Há uma pequena e —divertida— joia hispano-mexicana que não deveria passar despercebida na pororoca de lançamentos da Netflix.
"Alguém Tem Que Morrer" é uma história de família, um novelão com tomadas à Almodóvar que toma de pano de fundo o regime franquista na Espanha em todos os seus recalques e embala uma crítica social ferina. Ah, sim, e tem Carmen Maura no elenco.
Maura, cuja carreira segue tão prolífica aos 75 quanto quando ela divava com Almodóvar, é a matriarca Amparo, uma mulher que testemunhou a morte do marido e desde então mantém a família em rédea curta, entre os desmandos domésticos e as visitas ao clube de tiro no qual triunfou.
Como ocorre com muitas mulheres fictícias e reais do lado direito do espectro político, é complexo atribuir o adjetivo "conservadora" sem as devidas ressalvas a Amparo.
Sim, ela tem posições políticas conservadoras, bate continência ao generalíssimo e insiste em demonstrar sua aversão aos direitos alheios.
Por outro lado, é uma mulher que nos anos 1950 comanda uma família e seus negócios sozinha, sem traço de subserviência nem resignação.
Sua contraparte é a nora mexicana, Mina (Cecilia Suárez, de "Casa das Flores" e "Capadócia"), uma progressista que engole os abusos do marido, Gregorio (o argentino Ernesto Alterio), e da sogra mantendo-se num estado de suspensão nos dias que se sucedem sem novidades. Até que seu filho retorna para casa após dez anos de ausência.
As turbulências que a volta de Gabino, papel de Alejandro Speitzer, produz vão além do casarão da família.
Aguardado como solução para o aperto financeiro da família, que o espera casar com uma noiva rica, vivida por Ester Expósito, Gabino volta do México acompanhado de um amigo, o bailarino Lázaro (Issac Hernández, estrela do Balé Nacional Inglês).
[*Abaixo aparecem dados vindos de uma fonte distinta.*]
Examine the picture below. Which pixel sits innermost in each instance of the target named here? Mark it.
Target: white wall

Embora seja evidente a tensão sexual entre os dois, não está claro se o relacionamento é erótico ou uma profunda amizade.
Para a família e para uma sociedade ultraconservadora, na qual denunciar é um meio de galgar degraus e gozar da confiança do regime, pouco importa. O afeto em público, mesmo que não ultrapasse um abraço, é suficiente para o veredito. São "maricones" e portanto devem ser punidos.
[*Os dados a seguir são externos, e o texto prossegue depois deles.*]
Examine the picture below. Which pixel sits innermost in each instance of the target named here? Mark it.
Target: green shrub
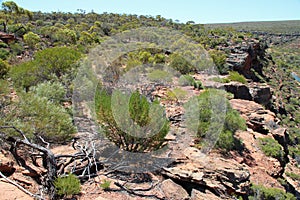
(180, 64)
(4, 54)
(4, 68)
(294, 176)
(263, 193)
(159, 75)
(176, 94)
(220, 80)
(235, 76)
(3, 45)
(209, 123)
(48, 64)
(137, 137)
(53, 92)
(105, 185)
(36, 116)
(219, 58)
(67, 185)
(271, 148)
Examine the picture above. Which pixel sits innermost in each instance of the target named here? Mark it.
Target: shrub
(186, 80)
(219, 58)
(220, 80)
(176, 94)
(105, 185)
(48, 64)
(180, 64)
(263, 193)
(53, 92)
(209, 119)
(36, 116)
(67, 185)
(4, 54)
(4, 68)
(294, 176)
(31, 39)
(159, 75)
(235, 76)
(271, 147)
(130, 131)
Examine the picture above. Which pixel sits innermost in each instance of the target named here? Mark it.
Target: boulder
(223, 176)
(257, 118)
(173, 191)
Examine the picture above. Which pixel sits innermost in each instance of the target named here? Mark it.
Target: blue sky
(200, 11)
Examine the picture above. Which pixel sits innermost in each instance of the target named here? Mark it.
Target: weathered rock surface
(219, 175)
(173, 190)
(256, 116)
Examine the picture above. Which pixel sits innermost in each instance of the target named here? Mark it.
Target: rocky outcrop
(173, 190)
(257, 117)
(220, 176)
(246, 56)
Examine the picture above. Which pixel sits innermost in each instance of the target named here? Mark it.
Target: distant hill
(287, 27)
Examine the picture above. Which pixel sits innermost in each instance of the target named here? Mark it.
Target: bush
(209, 123)
(67, 185)
(31, 39)
(180, 64)
(130, 131)
(219, 58)
(271, 147)
(263, 193)
(53, 92)
(48, 64)
(235, 76)
(4, 68)
(176, 94)
(186, 80)
(4, 54)
(36, 116)
(159, 75)
(220, 80)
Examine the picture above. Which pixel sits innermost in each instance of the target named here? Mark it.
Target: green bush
(220, 80)
(176, 94)
(219, 58)
(36, 116)
(294, 176)
(235, 76)
(53, 92)
(4, 68)
(159, 75)
(49, 64)
(67, 185)
(262, 193)
(105, 185)
(141, 113)
(209, 123)
(4, 54)
(180, 64)
(271, 148)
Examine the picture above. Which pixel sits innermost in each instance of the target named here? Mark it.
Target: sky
(199, 11)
A forma delicada como as relações entre os personagens se desenrolam num ambiente cada vez mais abafado, no qual é quase possível sentir o cheiro de mofo exalar da TV, dá à história uma condução elegante e ao espectador uma angústia crescente. O "Alguém Tem Que Morrer" do título só pode ser um eco na cabeça de quem assiste.
São lindas as cenas de Lázaro dançando, alegoria do fato de ele, o estrangeiro, aquele com a profissão tão intrigante quanto atrelada a preconceitos, ser o único personagem realmente livre ali.
Quando a minissérie começa a desandar para o clichê, é a dança de Lázaro ou o estampido das competições de tiro que interrompem o curso para oferecer alguma surpresa.
O diretor e roteirista Manolo Caro já tinha demonstrado habilidade em trabalhos anteriores, como "Casa das Flores", também Netflix.
Filho do meio publicitário que é, sua atenção a cenários e figurino é irrepreensível, e seu olhar para as vontades humanas, atento. São três capítulos, só, e uma pista de que, embora tantos duvidem, o mundo já foi bem pior.
"Alguém Tem Que Morrer" está disponível na Netflix.